Pour illustrer cela, Gabrys cite le philosophe Walter Benjamin dans son essai « Devenir planétaire ». Il affirme que les humains modernes s’éloignent de plus en plus du ciel. Dans le texte poétique de 1928 « Au planétarium », il affirme que notre expérience cosmique a changé maintenant que nous ne faisons plus l’expérience du ciel étoilé à travers des rituels collectifs, comme dans les temps anciens, mais que nous ne voyons la nature qu’à travers le télescope et le microscope. Avec l’avènement de la technologie moderne, notre expérience cosmique a changé.
Alors que le message de Benjamin était d’« aller au planétarium », Gabrys nous invite plutôt à « quitter le planétarium ». Elle soutient que nous devrions nous éloigner de la vision globale de la Terre comme un seul système, telle qu’elle apparaît dans la photo de Earthrise. Au lieu de regarder depuis le planétarium, nous devrions aller dans la forêt : c’est là que nous pouvons vraiment voir ce qu’est la planète. La forêt est un exemple d’endroit où nous pouvons repenser notre façon d’être humain et nos actions technologiques et culturelles par rapport à la planète. Dans un endroit comme celui-ci, nous pourrions pratiquer la pensée et l’action planétaires.
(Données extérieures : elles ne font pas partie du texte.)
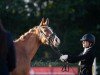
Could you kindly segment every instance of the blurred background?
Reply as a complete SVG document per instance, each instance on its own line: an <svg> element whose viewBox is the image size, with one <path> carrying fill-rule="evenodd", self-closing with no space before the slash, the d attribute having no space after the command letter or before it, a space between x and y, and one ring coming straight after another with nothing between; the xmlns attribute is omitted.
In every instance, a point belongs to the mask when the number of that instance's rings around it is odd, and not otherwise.
<svg viewBox="0 0 100 75"><path fill-rule="evenodd" d="M100 0L0 0L0 18L14 39L39 25L42 17L49 18L49 26L60 38L62 54L77 55L83 50L81 37L94 34L100 62ZM32 62L58 60L49 46L42 45Z"/></svg>

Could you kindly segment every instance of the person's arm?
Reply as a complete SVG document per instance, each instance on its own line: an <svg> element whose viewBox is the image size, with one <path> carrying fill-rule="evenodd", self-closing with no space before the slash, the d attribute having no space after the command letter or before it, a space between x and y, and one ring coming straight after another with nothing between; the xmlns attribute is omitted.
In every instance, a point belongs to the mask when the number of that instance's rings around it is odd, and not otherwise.
<svg viewBox="0 0 100 75"><path fill-rule="evenodd" d="M13 43L13 39L10 33L7 33L7 45L8 45L8 67L11 72L16 67L16 55L15 55L15 47Z"/></svg>
<svg viewBox="0 0 100 75"><path fill-rule="evenodd" d="M81 60L84 60L86 58L90 58L90 56L94 56L94 51L93 49L89 49L85 54L80 54L80 55L76 55L76 56L72 56L72 55L68 55L66 57L66 55L62 55L60 57L60 60L61 61L68 61L69 63L75 63L75 62L78 62L78 61L81 61Z"/></svg>

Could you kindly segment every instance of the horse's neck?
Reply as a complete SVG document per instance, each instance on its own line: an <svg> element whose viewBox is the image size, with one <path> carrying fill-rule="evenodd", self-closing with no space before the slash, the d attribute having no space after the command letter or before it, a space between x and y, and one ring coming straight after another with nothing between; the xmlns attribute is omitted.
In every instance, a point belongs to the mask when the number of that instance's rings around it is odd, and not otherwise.
<svg viewBox="0 0 100 75"><path fill-rule="evenodd" d="M23 52L30 60L32 60L41 44L36 35L31 35L28 39L14 41L14 43L17 54Z"/></svg>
Gabrys cite des exemples concrets de moyens d’explorer la relation entre les humains et la forêt, tels que « la cartographie et la surveillance à l’aide de plateformes de télédétection, des boîtes à outils pour les gardes forestiers et des technologies de détection ». Ce sont des exemples de moyens qui pourraient nous aider à mieux comprendre notre relation avec la planète. Pratiquer « l’être planétaire » nous oblige presque littéralement à mettre nos mains et nos pieds dans la terre. Bruno Latour l’exprime par « revenir à la terre » : nous devons pouvoir atterrir quelque part afin de nous défaire de la soi-disant perspective objective.

Comment recalibrer ?
Dans l’imaginaire techno-utopique et capitaliste d’un Elon Musk, les êtres humains sont toujours les principaux maîtres de la Terre. Cette perspective est encore dominante dans la pensée et l’action de notre société. Il est nécessaire de repenser la relation de l’homme à la planète pour un avenir durable, car la façon dont nous imaginons la Terre elle-même et notre relation à elle a un impact considérable sur l’environnement.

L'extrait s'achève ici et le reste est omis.